Interrumpió su razonamiento. Aún quedaban asuntos sin explicación. ¿Qué papel representaba el unicornio negro? ¿Sería un unicornio blanco que había escapado de los libros, del primer libro, quizás, del que tenía quemada la parte central? ¿Por qué ahora era negro si antes había sido blanco? ¿Cenizas u hollín? ¡Eso era ridículo! ¿Por qué había aparecido y desaparecido otras veces en años anteriores si estaba prisionero en los libros de los magos? ¿Por qué Meeks tenía tan acuciantes deseos de atraparlo?
Sus manos se retorcieron una contra otra. Si un unicornio había logrado liberarse, ¿por qué no lo hacían los demás?

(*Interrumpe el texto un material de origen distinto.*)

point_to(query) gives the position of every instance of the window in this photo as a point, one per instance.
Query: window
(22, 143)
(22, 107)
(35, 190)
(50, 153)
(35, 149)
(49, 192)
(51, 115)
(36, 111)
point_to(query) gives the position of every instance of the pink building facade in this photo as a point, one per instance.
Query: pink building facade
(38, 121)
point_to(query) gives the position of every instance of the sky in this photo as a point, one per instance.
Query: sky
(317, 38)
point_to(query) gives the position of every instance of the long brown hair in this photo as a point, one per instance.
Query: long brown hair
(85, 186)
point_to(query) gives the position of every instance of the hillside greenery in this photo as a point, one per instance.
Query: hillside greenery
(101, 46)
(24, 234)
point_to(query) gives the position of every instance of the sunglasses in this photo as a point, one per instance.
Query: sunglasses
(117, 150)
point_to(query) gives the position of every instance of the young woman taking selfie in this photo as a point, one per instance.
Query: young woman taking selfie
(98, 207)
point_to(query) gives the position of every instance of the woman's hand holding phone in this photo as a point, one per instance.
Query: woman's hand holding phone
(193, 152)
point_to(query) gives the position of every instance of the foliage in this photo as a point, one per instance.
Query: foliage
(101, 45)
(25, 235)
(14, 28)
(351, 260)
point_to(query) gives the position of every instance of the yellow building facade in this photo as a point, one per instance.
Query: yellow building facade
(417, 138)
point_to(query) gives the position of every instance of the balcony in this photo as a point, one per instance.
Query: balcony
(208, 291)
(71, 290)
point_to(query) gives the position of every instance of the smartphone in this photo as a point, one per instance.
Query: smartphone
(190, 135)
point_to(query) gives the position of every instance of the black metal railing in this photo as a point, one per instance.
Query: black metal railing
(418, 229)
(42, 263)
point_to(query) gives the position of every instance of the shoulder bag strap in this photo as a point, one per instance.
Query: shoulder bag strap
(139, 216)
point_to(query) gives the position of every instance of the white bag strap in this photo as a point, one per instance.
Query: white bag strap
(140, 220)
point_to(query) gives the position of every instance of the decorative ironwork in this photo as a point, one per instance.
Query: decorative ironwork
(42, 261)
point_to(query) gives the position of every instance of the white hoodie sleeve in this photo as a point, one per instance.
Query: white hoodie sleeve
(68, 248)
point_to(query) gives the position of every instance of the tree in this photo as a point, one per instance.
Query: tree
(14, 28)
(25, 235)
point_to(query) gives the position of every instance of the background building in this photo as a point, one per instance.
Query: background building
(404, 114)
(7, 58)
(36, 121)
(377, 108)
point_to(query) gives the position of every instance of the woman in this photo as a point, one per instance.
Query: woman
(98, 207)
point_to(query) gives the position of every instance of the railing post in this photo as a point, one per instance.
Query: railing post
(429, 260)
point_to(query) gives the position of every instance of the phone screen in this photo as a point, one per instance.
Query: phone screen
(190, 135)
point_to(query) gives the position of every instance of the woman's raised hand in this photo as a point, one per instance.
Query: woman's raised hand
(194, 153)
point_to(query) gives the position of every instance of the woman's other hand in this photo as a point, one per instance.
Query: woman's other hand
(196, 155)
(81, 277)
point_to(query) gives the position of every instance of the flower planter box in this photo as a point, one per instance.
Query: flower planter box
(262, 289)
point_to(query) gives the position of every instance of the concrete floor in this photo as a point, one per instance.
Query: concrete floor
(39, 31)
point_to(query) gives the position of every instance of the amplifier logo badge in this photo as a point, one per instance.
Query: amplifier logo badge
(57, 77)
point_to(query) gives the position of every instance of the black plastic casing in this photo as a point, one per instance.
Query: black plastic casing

Su confusión empezó a aclararse. Meeks había insinuado que él había hecho algo para romper sus planes, sin especificar qué. En caso de ser cierto, tenía que estar relacionado con los unicornios, negros o blancos. Pero Ben no tenía ni la menor idea de lo que era.
Se esforzó en encontrar una respuesta sin conseguirlo mientras la tarde se aproximaba al crepúsculo y el sol se hundía en el horizonte occidental. Las sombras se alargaban casi imperceptiblemente a través del bosque. La oscuridad y la niebla de la Caída Profunda salieron de su escondite diurno para coger con sus manos aquellas sombras y envolver a Ben y a Daga. La templanza del día se tornó en frialdad.
Ben dio por concluidas sus meditaciones y se concentró en la pendiente de la hondonada. ¿Dónde estarían Fillip y Sot? ¿No deberían haber vuelto ya? Se levantó y se acercó al borde del foso. No se veía nada. Recorrió sus inmediaciones unos cien metros en ambos lados entre grupos de arbustos y maleza, atisbando en la penumbra sin ningún resultado. Una creciente inquietud se apoderó de él. En ningún momento creyó que los gnomos fueran a exponerse a peligro alguno pues, en caso contrario, no los habría enviado solos. Quizás había cometido un error. Quizás se había dejado llevar por sus deseos, ignorando la realidad.
Regresó al punto de partida y se quedó contemplando desesperanzadamente la mancha de la Caída Profunda. Los peligros de la hondonada nunca habían inquietado a los gnomos. ¿Se habría producido algún cambio? ¡Debía haberlos acompañado!
Miró a Daga. Parecía dormido.
Esperó un poco más porque no tenía mucho donde elegir. Los minutos se hacían interminables. La oscuridad aumentaba. Cada vez era más difícil distinguir las cosas con claridad.
De repente, se produjo un movimiento en el borde de la hondonada. Ben se irguió, avanzó un paso y se detuvo. Un grupo de matorrales se dividió, y Fillip y Sot aparecieron.
—Gracias al cielo que estáis… —comenzó a decir Ben, pero no continuó.
Los gnomos nognomos estaban rígidos de espanto. Paralizados. Sus rostros peludos se hallaban contorsionados, sus ojos brillantes y fijos. No miraron a derecha ni a izquierda, ni siquiera a Ben. Miraban al frente y no veían nada. Se quedaron de pie, de espaldas a los matorrales, cogidos de las manos como niños.
Ben se les acercó con rapidez, también asustado. Algo horrible había ocurrido.
—¡Fillip! ¡Sot! —Se agachó ante ellos, tratando de romper el hechizo que los poseía—. Miradme. ¿Qué ha ocurrido?
—Que se han encontrado conmigo, rey de comedia —susurró una voz desagradablemente conocida.
Ben alzó la mirada sobre los gnomos helados hacia la figura alta y negra que se había materializado tras ellos como por arte de magia, y se encontró cara a cara con Belladona.